Tens of thousands of migrants waited Wednesday along Mexico’s northern border to cross into the United States after the end of Title 42, as authorities stepped up police and even military presence.
In Tijuana, on the California border, thousands of migrants of various nationalities, including whole families and children, gather together against the border walls waiting for Title 42 – scheduled for the fifth fair at night – to request humanitarian asylum from us. USA.
The camp has been growing since last weekend with people from Colombia, Venezuela, Peru, Haiti and Honduras, but also from as far away as Turkey and Bosnia, as well as Mexicans from the southern states of Michoacán and Guerrero, where violence organized criminal put them on the run
Title 42 was a measure adopted by former President Donald Trump in 2020 and later expanded by the current president, Joe Biden, to expel migrants under the pretext of the Covid-19 pandemic, an emergency declaration that is about to end.

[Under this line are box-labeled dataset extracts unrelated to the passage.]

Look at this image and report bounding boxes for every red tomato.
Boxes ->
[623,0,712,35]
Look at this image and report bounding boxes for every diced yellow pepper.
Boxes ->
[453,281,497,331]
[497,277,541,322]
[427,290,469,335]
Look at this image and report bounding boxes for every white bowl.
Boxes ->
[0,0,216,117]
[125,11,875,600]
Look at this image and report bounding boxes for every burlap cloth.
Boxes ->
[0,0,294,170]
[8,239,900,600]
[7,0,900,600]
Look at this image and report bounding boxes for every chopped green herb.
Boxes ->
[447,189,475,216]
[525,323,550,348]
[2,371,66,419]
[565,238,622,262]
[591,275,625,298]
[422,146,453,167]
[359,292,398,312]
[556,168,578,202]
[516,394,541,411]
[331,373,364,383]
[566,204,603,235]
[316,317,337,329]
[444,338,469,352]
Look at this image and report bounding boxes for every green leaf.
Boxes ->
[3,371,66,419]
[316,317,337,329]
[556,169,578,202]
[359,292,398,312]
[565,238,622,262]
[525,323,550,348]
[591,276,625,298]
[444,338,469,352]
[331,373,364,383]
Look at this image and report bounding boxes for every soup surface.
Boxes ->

Several migrants consulted by EFE, who did not want to be identified, said they were overwhelmed and tired by the uncertainty about their future, a situation that is aggravated because they do not know how the new Title 8 will work, which brings together all the immigration laws of the United States and provides expedited removal procedures for asylum seekers whose stories appear to lack credibility.
The region faces an unprecedented migratory flow, with more than 2.76 million undocumented immigrants intercepted by the United States at the border with Mexico in 2022.
Given the entire situation and to help local authorities, the United States today mobilized more than 25,000 agents on the border with Mexico and adopted new restrictions on the right to asylum, given the legal change.
The Government has announced today the deployment of “more than 24,000 agents and law enforcement, as well as more than 1,100 coordinators” of the border police.
These figures do not include the 1,500 soldiers sent by the Defense Ministry, in addition to the 2,500 already in place.
To encourage legal immigration channels, Washington eventually plans to open a hundred “regional management centers” located outside the country, and where the processes of emigration candidates will be studied. The first are planned in Colombia and Guatemala.
These new rules have been harshly criticized by immigrant defense associations that accuse Joe Biden of carrying out an immigration policy not very different from that of his predecessor, Donald Trump.
The 80-year-old president, who has just announced his candidacy for a second term in 2024, tries to neutralize these criticisms with a balance that alternates messages of firmness and humanism.
Along with the new restrictions, his government is issuing an additional 30,000 visas per month to citizens of Cuba, Venezuela, Guatemala and Haiti.